I love Scotch and Japanese whisky. I don’t love hearing peoples’ descriptions of whiskies’ flavors. Can’t you smell the vanilla pudding laced with new forest berry skins and the grated hulls of lightly charred hazelnuts? Not necessarily, but I can tell the difference between an Isley and a Speyside. Would I enjoy whisky even more if I had a whisky sommelier to guide me?
Sommeliers are specialists who use deep knowledge to suggest and pair wines with food. For the Washington Post Magazine, Jason Wilson shows the way experts have expanded that oenophile role to everything from chocolate to hot sauce to cheese, and he examines how specialists become experts, what expertise offers consumers, and how food education mingles with Capitalism. So do mustard and honey and hot sauce sommeliers help us experience culinary pleasures more fully, or make pleasure overly complicated?

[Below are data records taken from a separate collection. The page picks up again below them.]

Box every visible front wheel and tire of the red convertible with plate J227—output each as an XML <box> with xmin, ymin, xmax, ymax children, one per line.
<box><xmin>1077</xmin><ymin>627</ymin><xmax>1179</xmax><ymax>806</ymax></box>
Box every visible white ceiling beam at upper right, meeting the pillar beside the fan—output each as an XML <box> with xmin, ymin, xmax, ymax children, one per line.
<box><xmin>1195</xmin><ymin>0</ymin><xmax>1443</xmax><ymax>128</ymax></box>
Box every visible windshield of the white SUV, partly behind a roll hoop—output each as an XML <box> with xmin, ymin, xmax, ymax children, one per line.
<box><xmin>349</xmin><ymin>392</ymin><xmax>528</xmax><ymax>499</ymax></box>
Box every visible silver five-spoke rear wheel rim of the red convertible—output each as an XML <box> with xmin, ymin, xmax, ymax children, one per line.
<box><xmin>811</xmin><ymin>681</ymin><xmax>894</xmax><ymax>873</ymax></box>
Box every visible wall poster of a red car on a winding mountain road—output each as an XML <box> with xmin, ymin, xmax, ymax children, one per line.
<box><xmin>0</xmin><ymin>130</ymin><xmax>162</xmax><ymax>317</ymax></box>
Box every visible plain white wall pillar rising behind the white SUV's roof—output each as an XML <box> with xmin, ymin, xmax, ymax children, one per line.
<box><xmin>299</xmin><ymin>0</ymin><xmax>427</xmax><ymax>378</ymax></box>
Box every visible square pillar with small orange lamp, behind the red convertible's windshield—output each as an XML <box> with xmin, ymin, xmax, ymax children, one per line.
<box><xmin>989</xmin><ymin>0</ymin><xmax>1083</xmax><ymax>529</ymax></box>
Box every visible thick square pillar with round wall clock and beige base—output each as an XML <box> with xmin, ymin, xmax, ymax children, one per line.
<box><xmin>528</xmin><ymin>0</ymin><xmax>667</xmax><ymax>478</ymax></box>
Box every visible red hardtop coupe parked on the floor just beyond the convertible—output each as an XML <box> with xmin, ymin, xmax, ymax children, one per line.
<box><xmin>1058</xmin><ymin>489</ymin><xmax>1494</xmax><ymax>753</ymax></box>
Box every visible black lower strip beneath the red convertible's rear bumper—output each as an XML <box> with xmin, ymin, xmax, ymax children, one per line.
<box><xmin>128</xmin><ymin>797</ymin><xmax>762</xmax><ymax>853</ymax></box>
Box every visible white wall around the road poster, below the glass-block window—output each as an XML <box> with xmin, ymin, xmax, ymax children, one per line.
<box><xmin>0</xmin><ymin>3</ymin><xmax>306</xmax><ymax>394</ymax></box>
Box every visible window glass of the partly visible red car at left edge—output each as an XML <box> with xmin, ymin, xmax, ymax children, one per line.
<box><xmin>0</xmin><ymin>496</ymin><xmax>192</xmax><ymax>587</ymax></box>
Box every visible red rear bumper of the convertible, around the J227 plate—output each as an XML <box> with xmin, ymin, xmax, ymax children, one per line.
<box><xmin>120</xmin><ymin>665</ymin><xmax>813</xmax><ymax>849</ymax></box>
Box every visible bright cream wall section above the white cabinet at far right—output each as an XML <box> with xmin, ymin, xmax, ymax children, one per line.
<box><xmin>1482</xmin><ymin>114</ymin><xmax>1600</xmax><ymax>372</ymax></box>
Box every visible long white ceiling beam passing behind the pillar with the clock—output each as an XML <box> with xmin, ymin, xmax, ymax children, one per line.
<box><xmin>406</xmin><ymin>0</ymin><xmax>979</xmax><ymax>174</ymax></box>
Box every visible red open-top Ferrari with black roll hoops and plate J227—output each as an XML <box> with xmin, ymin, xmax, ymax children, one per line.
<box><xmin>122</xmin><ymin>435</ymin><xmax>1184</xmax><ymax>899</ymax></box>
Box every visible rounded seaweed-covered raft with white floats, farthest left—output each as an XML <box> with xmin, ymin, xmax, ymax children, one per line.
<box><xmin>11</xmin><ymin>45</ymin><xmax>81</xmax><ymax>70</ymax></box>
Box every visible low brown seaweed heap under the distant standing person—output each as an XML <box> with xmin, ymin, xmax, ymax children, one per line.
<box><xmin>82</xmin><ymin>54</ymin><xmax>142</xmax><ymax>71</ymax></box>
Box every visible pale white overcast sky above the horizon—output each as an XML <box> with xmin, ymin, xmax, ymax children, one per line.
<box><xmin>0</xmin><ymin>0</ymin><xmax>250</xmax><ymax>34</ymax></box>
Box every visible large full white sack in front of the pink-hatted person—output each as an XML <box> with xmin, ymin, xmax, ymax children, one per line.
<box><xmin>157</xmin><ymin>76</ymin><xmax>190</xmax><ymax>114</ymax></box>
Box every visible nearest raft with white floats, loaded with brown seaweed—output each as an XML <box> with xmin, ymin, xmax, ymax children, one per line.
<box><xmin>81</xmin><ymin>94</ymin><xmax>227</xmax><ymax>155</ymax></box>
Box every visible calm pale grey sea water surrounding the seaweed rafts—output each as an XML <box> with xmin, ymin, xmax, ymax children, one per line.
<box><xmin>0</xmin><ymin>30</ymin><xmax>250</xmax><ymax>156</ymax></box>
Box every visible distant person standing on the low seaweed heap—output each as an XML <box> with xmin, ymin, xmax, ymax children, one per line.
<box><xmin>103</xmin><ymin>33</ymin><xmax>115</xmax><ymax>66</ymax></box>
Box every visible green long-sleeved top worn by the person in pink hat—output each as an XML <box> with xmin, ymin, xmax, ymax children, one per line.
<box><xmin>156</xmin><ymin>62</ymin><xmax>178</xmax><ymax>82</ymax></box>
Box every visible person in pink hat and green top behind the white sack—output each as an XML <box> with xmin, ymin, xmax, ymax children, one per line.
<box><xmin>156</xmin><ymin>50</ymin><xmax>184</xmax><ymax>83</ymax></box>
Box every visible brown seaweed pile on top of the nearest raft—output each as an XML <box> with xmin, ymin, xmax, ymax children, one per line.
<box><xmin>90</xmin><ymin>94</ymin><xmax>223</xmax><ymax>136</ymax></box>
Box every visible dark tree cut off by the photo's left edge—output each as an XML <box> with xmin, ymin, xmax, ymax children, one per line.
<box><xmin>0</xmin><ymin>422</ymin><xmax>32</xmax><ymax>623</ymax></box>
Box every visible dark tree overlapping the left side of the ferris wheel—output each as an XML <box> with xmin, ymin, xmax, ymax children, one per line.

As the class chuckles over that distinction, Frankenberg reminds us: “Remember, taste is always subjective. No matter if a professional tells you, ‘This tastes like wet slate from the Loire Valley.’ ” I’ve heard the same sentiment expressed by almost every taste expert I’ve visited. And yet, every one of these experts has a vested interest in taste being way more codified than subjective.
Indeed, what the rise of specialized taste education, the cult of sensory analysis, and the wine-ification of everything means is that taste is becoming more and more codified all the time. There are good tastes and bad tastes; not only that, there’s a growing caste of gatekeepers in every field who are keeping score on what tastes great, middling and flawed. Maybe this is what morality or philosophy looks like in an increasingly post-religious, post-intellectual, materialistic United States. We are a people in need of an authority, a higher voice, some guidance — even if it comes from behind the cheese counter. Maybe, for many affluent Americans, the sommeliers of everything represent something shaman-like. Listen to me. I am your one true sommelier.